The operator-repressor-inducer interactions provide an intuitively satisfying model for an on/off switch in the regulation of gene expression. Years of research, however, have shown that operon regulation is rarely so simple. Even a bacterium has a highly complex environment too complex for it to have sets of genes sensitive to only one signal. Another major environmental factor affecting the expression of the lac genes is the presence or absence of glucose. Glucose is the preferred cellular energy source because of its central place in cellular metabolism. Hence, expressing the genes required to metabolize sugars such as lactose, galactose, and arabinose would be wasteful if glucose were abundant. A more complex regulatory scheme is found in the arabinose (c~ra) operon of E. coli.

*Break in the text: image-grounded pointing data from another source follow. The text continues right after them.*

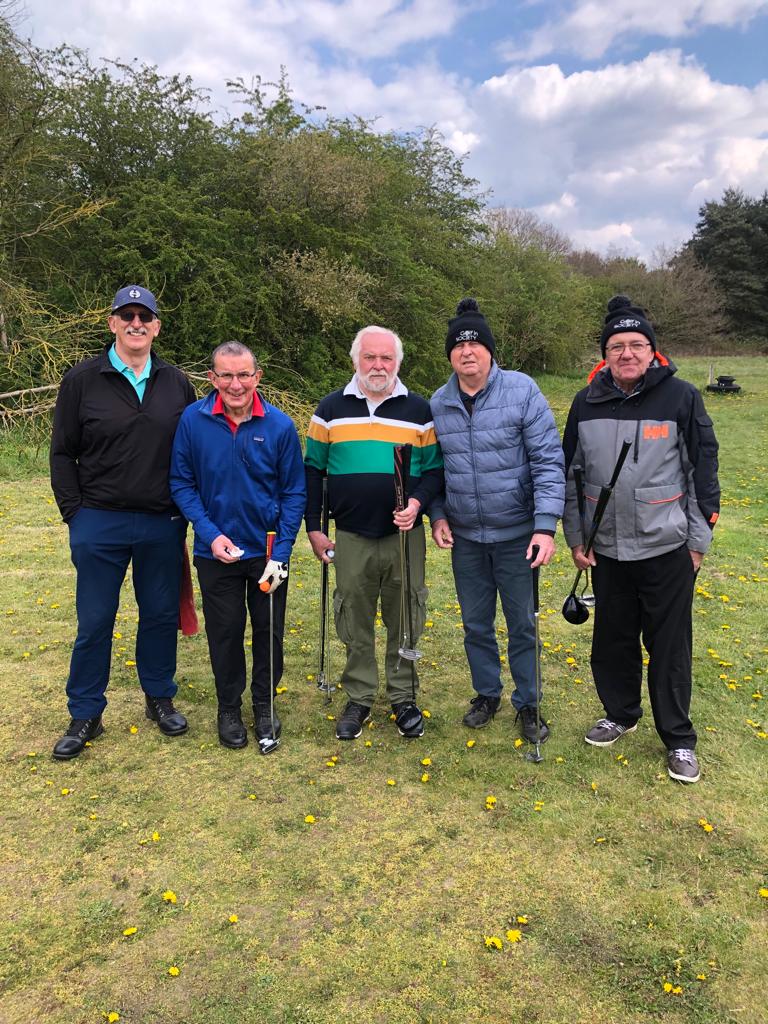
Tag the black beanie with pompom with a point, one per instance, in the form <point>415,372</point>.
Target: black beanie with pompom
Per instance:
<point>469,325</point>
<point>622,317</point>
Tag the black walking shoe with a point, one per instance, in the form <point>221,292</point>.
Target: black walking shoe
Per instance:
<point>161,710</point>
<point>352,719</point>
<point>231,731</point>
<point>73,741</point>
<point>481,711</point>
<point>683,766</point>
<point>262,722</point>
<point>527,725</point>
<point>409,719</point>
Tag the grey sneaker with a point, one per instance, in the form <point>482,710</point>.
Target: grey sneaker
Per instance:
<point>604,732</point>
<point>683,766</point>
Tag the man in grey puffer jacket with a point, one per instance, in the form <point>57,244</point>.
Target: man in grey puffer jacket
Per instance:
<point>504,494</point>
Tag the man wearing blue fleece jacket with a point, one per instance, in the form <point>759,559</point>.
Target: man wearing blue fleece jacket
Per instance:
<point>237,473</point>
<point>504,494</point>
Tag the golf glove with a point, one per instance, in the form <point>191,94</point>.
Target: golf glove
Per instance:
<point>274,572</point>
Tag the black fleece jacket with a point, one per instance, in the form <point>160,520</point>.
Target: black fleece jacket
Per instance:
<point>110,451</point>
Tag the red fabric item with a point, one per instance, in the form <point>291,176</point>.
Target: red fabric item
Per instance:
<point>187,616</point>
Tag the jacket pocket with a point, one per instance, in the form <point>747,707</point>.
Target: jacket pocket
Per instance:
<point>659,514</point>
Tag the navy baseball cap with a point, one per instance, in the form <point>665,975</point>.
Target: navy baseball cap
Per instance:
<point>133,295</point>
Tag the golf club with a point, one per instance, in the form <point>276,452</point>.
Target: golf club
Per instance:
<point>588,599</point>
<point>573,609</point>
<point>269,743</point>
<point>324,672</point>
<point>536,754</point>
<point>407,651</point>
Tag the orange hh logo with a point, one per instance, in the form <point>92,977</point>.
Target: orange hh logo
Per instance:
<point>651,432</point>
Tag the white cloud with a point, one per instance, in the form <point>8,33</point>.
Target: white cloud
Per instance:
<point>592,28</point>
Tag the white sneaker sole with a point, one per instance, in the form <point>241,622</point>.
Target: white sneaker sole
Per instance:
<point>609,742</point>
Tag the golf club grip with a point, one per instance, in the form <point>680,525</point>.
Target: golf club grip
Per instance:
<point>401,471</point>
<point>269,543</point>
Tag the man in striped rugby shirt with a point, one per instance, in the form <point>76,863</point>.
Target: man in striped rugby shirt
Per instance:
<point>351,439</point>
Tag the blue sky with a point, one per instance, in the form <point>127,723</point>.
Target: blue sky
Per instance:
<point>614,120</point>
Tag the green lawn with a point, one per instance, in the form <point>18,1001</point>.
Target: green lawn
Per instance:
<point>379,910</point>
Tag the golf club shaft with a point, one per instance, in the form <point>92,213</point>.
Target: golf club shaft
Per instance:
<point>269,545</point>
<point>535,581</point>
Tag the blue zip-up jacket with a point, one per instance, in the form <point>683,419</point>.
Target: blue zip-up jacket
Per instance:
<point>504,464</point>
<point>241,484</point>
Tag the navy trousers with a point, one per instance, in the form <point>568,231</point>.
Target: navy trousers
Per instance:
<point>102,543</point>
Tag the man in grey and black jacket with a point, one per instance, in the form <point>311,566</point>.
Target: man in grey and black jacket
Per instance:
<point>504,495</point>
<point>654,534</point>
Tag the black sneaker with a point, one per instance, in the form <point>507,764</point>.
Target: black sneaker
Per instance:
<point>231,731</point>
<point>409,719</point>
<point>262,722</point>
<point>481,711</point>
<point>352,719</point>
<point>73,741</point>
<point>527,725</point>
<point>161,710</point>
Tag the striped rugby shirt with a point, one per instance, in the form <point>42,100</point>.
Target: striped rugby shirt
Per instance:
<point>353,444</point>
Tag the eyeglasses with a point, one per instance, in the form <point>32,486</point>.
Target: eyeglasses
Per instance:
<point>226,379</point>
<point>636,347</point>
<point>127,316</point>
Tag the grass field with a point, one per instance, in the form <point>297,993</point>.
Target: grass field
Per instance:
<point>162,881</point>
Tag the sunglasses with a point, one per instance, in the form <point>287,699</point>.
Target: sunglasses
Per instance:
<point>127,317</point>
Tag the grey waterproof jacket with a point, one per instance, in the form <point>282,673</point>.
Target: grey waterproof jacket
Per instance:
<point>504,464</point>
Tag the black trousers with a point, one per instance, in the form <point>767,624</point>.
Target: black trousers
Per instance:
<point>651,598</point>
<point>227,590</point>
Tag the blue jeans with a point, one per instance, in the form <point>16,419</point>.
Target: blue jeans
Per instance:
<point>102,543</point>
<point>481,571</point>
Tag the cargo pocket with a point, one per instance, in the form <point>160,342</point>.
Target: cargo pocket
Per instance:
<point>659,515</point>
<point>341,619</point>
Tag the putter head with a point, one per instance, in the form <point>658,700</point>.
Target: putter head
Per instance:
<point>573,610</point>
<point>267,744</point>
<point>409,653</point>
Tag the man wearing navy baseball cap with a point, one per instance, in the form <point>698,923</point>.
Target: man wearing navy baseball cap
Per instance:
<point>113,430</point>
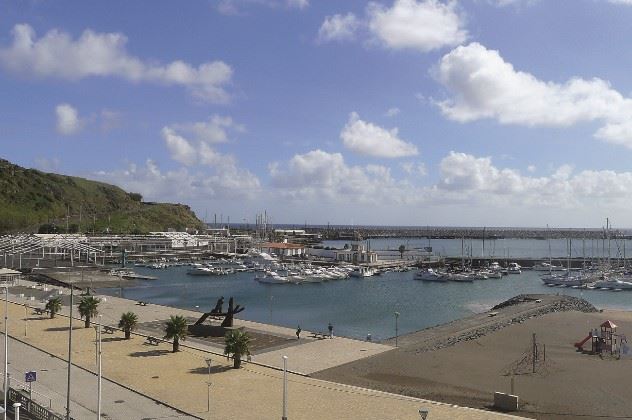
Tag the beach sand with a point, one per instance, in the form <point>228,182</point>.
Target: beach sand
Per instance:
<point>252,392</point>
<point>569,384</point>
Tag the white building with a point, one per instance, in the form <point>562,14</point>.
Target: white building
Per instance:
<point>357,254</point>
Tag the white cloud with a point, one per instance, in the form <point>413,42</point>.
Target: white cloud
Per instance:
<point>319,175</point>
<point>392,112</point>
<point>369,139</point>
<point>414,169</point>
<point>483,85</point>
<point>338,28</point>
<point>423,25</point>
<point>182,184</point>
<point>180,149</point>
<point>215,130</point>
<point>95,54</point>
<point>68,121</point>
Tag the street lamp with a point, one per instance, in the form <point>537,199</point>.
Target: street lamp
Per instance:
<point>6,348</point>
<point>284,388</point>
<point>396,327</point>
<point>98,328</point>
<point>208,384</point>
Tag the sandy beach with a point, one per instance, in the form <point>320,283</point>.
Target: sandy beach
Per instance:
<point>253,392</point>
<point>569,384</point>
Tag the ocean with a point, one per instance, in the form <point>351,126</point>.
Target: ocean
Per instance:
<point>357,307</point>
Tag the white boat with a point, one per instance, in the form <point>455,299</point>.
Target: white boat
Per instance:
<point>613,284</point>
<point>514,268</point>
<point>544,266</point>
<point>430,275</point>
<point>362,272</point>
<point>272,277</point>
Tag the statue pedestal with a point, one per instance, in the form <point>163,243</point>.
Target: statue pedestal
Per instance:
<point>205,330</point>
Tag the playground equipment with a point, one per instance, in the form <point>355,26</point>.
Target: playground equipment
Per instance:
<point>604,340</point>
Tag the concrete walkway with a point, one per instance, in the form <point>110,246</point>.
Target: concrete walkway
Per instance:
<point>252,392</point>
<point>50,388</point>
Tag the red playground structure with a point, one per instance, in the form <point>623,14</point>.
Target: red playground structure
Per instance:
<point>604,340</point>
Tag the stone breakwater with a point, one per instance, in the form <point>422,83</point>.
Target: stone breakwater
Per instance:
<point>515,310</point>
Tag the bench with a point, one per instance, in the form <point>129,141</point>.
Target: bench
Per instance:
<point>153,341</point>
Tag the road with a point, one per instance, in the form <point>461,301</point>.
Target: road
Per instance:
<point>50,388</point>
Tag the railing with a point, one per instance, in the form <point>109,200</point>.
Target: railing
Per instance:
<point>34,409</point>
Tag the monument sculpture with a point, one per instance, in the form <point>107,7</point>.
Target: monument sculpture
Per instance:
<point>200,329</point>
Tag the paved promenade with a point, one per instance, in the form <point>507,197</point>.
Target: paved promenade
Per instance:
<point>253,392</point>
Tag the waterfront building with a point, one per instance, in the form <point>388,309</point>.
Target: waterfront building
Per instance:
<point>283,249</point>
<point>357,254</point>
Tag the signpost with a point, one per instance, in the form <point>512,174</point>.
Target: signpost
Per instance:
<point>30,377</point>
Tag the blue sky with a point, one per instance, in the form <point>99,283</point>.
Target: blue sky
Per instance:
<point>472,112</point>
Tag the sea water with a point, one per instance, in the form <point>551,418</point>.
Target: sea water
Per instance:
<point>355,307</point>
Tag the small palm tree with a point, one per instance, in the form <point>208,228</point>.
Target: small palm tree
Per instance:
<point>237,344</point>
<point>128,323</point>
<point>88,308</point>
<point>53,306</point>
<point>176,329</point>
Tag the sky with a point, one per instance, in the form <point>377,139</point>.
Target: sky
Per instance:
<point>392,112</point>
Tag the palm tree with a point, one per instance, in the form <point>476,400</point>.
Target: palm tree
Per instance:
<point>53,306</point>
<point>237,344</point>
<point>88,308</point>
<point>176,329</point>
<point>128,323</point>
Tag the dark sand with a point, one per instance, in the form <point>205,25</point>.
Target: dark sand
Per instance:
<point>569,384</point>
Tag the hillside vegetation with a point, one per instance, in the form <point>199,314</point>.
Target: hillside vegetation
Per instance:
<point>31,200</point>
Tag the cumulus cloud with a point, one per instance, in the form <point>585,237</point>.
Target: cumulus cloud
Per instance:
<point>424,25</point>
<point>321,175</point>
<point>183,184</point>
<point>483,85</point>
<point>94,54</point>
<point>68,121</point>
<point>338,28</point>
<point>197,147</point>
<point>369,139</point>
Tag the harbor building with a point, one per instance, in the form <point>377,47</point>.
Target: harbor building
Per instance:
<point>283,249</point>
<point>357,254</point>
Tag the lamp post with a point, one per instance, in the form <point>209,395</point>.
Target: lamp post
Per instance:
<point>284,388</point>
<point>72,291</point>
<point>98,327</point>
<point>6,348</point>
<point>208,384</point>
<point>396,328</point>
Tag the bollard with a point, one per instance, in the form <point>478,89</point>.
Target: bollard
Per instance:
<point>16,408</point>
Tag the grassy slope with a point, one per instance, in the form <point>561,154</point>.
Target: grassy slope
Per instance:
<point>29,198</point>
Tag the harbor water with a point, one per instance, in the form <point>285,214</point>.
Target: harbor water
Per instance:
<point>357,307</point>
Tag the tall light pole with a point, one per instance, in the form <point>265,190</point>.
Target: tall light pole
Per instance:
<point>396,328</point>
<point>208,384</point>
<point>99,368</point>
<point>284,388</point>
<point>6,348</point>
<point>69,353</point>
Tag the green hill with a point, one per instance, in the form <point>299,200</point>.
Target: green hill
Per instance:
<point>32,200</point>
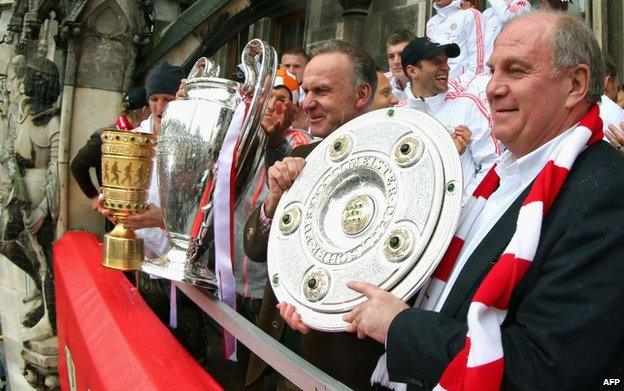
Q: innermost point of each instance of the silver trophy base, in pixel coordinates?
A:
(201, 277)
(169, 266)
(175, 267)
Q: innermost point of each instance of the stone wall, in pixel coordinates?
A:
(15, 285)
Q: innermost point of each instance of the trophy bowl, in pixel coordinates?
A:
(192, 134)
(127, 159)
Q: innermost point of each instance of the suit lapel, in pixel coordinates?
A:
(483, 258)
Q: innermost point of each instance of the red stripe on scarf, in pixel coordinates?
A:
(452, 378)
(488, 185)
(593, 121)
(500, 282)
(547, 185)
(484, 377)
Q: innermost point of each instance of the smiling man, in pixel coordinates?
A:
(339, 82)
(521, 300)
(426, 64)
(451, 24)
(394, 48)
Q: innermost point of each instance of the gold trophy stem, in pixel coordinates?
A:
(122, 249)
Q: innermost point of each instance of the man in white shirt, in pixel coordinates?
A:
(553, 334)
(451, 24)
(499, 13)
(610, 112)
(426, 64)
(161, 86)
(394, 48)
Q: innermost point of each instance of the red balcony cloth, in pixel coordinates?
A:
(115, 340)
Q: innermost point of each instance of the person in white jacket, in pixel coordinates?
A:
(496, 16)
(394, 47)
(451, 24)
(426, 64)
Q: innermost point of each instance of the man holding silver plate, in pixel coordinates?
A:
(344, 211)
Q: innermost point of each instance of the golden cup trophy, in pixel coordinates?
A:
(126, 172)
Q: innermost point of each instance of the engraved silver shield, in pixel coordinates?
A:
(378, 201)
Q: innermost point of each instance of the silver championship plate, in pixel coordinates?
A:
(193, 131)
(377, 201)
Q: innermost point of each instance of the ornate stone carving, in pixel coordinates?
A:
(29, 210)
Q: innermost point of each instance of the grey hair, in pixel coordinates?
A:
(363, 66)
(573, 43)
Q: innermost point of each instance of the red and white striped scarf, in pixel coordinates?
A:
(479, 365)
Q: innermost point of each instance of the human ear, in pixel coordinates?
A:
(579, 77)
(364, 94)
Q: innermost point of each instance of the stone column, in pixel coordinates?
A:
(354, 15)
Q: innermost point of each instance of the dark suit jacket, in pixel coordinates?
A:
(564, 329)
(341, 355)
(89, 156)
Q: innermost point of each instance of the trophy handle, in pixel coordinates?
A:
(259, 65)
(204, 67)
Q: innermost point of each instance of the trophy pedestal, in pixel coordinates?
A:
(122, 249)
(170, 266)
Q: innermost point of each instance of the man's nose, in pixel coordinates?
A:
(309, 102)
(495, 87)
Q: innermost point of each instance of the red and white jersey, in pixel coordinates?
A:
(451, 24)
(497, 16)
(610, 113)
(472, 84)
(251, 276)
(461, 108)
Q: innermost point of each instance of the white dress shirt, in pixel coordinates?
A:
(155, 241)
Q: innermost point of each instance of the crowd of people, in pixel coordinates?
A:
(526, 295)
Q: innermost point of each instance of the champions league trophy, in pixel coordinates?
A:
(126, 171)
(191, 141)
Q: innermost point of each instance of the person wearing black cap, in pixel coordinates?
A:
(134, 111)
(426, 64)
(161, 86)
(555, 5)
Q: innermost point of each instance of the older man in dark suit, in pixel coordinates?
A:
(339, 83)
(534, 300)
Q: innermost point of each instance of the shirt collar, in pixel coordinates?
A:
(529, 165)
(449, 9)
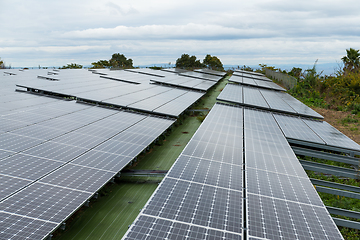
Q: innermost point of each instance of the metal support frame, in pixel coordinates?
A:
(335, 185)
(297, 142)
(347, 223)
(338, 192)
(63, 226)
(343, 212)
(326, 155)
(324, 168)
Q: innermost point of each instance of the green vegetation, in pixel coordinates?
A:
(190, 62)
(212, 62)
(339, 92)
(109, 216)
(187, 62)
(117, 61)
(72, 66)
(340, 201)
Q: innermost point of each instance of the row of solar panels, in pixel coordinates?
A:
(55, 154)
(204, 196)
(255, 83)
(99, 88)
(266, 99)
(54, 157)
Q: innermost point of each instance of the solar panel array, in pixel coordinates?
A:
(265, 99)
(217, 177)
(210, 71)
(124, 89)
(55, 154)
(315, 132)
(56, 160)
(255, 83)
(201, 196)
(186, 82)
(281, 201)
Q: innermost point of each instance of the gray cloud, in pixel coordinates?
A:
(58, 32)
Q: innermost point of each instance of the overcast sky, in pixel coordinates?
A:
(55, 33)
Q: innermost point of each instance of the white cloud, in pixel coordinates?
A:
(188, 31)
(56, 32)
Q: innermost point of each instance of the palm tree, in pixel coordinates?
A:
(352, 60)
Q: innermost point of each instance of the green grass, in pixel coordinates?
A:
(110, 215)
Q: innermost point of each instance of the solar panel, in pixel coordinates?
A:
(231, 93)
(13, 226)
(210, 71)
(273, 218)
(78, 178)
(27, 167)
(280, 205)
(204, 186)
(10, 185)
(298, 106)
(276, 102)
(253, 97)
(265, 99)
(102, 160)
(331, 135)
(295, 128)
(45, 202)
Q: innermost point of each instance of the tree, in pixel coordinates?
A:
(351, 60)
(72, 66)
(101, 64)
(187, 62)
(120, 61)
(295, 72)
(212, 62)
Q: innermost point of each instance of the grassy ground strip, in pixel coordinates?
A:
(109, 217)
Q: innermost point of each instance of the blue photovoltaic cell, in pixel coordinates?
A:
(22, 227)
(294, 128)
(253, 97)
(331, 135)
(10, 185)
(231, 93)
(204, 188)
(45, 202)
(281, 201)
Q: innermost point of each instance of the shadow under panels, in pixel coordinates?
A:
(266, 99)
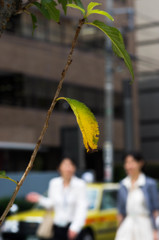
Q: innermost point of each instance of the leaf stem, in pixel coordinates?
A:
(46, 123)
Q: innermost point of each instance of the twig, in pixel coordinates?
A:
(46, 123)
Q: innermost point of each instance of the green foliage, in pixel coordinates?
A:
(90, 10)
(48, 9)
(111, 32)
(117, 42)
(77, 7)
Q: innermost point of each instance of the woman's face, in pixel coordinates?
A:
(67, 168)
(132, 166)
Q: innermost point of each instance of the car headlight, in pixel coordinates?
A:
(10, 226)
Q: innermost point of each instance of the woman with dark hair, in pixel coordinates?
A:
(67, 196)
(138, 202)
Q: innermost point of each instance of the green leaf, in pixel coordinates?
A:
(76, 7)
(117, 42)
(34, 22)
(100, 12)
(50, 6)
(63, 4)
(79, 3)
(87, 123)
(91, 5)
(48, 9)
(3, 175)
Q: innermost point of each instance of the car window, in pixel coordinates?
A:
(109, 199)
(92, 195)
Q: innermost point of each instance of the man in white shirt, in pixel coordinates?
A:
(67, 196)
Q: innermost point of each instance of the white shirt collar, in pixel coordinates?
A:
(139, 182)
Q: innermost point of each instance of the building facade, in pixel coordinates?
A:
(30, 69)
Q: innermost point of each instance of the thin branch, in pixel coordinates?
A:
(46, 123)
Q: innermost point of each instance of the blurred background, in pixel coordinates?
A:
(128, 116)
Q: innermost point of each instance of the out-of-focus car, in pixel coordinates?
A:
(100, 224)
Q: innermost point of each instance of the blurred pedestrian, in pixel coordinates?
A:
(138, 202)
(67, 196)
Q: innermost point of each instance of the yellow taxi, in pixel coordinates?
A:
(100, 224)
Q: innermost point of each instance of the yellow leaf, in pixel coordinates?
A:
(87, 123)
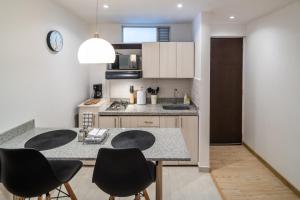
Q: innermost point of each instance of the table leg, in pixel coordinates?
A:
(159, 180)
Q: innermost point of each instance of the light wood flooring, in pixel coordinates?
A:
(179, 183)
(239, 175)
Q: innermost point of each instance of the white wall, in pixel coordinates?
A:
(120, 88)
(201, 84)
(35, 83)
(272, 93)
(112, 88)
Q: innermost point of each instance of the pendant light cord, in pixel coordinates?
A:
(97, 26)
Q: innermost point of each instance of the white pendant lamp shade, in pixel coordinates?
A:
(96, 51)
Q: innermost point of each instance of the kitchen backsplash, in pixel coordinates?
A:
(120, 88)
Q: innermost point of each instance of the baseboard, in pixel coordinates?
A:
(274, 171)
(205, 169)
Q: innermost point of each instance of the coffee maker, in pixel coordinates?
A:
(97, 91)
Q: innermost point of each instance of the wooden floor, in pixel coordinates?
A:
(239, 175)
(179, 183)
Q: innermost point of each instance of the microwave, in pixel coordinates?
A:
(126, 62)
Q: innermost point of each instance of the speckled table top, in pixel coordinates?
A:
(169, 145)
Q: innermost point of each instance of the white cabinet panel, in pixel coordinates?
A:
(150, 60)
(185, 60)
(168, 59)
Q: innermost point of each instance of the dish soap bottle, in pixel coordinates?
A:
(186, 100)
(131, 96)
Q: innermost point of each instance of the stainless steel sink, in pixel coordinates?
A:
(176, 107)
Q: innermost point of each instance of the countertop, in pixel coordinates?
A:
(169, 145)
(148, 109)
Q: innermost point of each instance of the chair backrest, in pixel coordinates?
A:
(26, 172)
(121, 172)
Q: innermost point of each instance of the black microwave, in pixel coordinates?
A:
(126, 62)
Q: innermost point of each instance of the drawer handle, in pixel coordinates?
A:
(148, 122)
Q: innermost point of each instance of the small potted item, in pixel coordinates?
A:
(154, 93)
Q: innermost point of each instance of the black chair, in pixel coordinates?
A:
(123, 172)
(27, 173)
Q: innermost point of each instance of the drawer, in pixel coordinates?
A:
(148, 122)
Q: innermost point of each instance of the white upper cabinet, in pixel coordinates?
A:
(150, 60)
(185, 60)
(167, 60)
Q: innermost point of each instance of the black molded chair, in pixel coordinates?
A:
(123, 172)
(27, 173)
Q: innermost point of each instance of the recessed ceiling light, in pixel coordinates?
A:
(179, 5)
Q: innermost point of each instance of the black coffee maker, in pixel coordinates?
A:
(97, 91)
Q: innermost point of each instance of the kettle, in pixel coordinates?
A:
(141, 97)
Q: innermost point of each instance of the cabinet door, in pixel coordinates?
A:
(150, 60)
(128, 122)
(167, 60)
(169, 122)
(108, 122)
(185, 60)
(189, 128)
(88, 110)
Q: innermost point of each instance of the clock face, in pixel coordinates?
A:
(55, 41)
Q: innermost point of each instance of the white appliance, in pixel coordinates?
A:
(141, 97)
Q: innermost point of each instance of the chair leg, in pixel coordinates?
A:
(145, 193)
(18, 198)
(48, 197)
(70, 191)
(137, 197)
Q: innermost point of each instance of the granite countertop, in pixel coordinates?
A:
(148, 109)
(169, 145)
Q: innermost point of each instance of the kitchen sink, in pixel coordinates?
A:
(176, 107)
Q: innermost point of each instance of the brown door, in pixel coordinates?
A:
(226, 90)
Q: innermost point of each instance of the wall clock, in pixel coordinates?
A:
(55, 41)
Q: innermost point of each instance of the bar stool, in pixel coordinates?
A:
(27, 173)
(123, 173)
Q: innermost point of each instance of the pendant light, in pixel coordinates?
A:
(96, 50)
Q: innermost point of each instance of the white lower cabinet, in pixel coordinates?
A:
(188, 125)
(189, 129)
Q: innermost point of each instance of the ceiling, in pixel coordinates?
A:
(166, 11)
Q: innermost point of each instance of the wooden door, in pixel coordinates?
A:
(150, 60)
(185, 60)
(226, 90)
(108, 122)
(167, 63)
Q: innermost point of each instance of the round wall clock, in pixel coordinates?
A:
(55, 41)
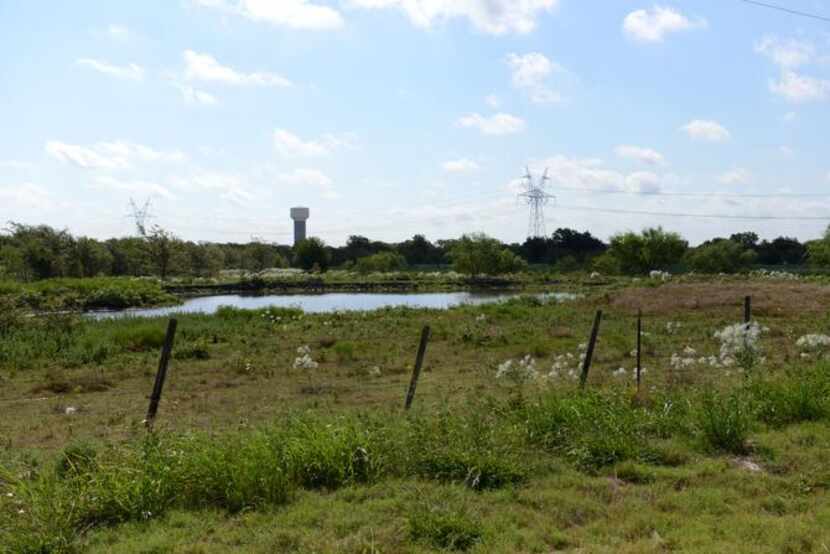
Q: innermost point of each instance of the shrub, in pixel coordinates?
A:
(382, 262)
(721, 256)
(345, 351)
(653, 249)
(478, 254)
(140, 337)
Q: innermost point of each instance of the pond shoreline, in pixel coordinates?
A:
(322, 286)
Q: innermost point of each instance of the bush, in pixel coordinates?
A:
(382, 262)
(478, 254)
(722, 256)
(653, 249)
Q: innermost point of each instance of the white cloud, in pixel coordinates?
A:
(711, 131)
(655, 24)
(640, 154)
(24, 196)
(106, 182)
(290, 145)
(311, 178)
(786, 53)
(118, 32)
(737, 176)
(204, 67)
(195, 96)
(293, 14)
(800, 88)
(497, 124)
(461, 166)
(230, 186)
(496, 17)
(643, 182)
(109, 155)
(131, 72)
(530, 72)
(15, 164)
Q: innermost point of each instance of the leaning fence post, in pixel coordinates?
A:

This system introduces several additional regulatory mechanisms. First, it is possible for one regulatory protein to exact both positive and negative control. In this case the regulatory protein is the AraC protein, and binding of a signal molecule alters its conformation from a repressor form that binds one DNA regulatory sequence to an activator that binds a different DNA sequence. Second, the AraC protein regulates its own synthesis by repressing transcription of its gene. This phenomenon is called autoregulation. Finally, the effects of some regulatory DNA sequences can be exerted from a distance; that is, these sequences are not always contiguous with promoters. Distant DNA sequences can be brought into proximity by DNA looping, mediated by specific protein-protein and protein-DNA interactions. This last feature makes the ara system an important paradigm for eukaryotic gene expression, in which regulation involving relatively distant sites in the DNA is quite common.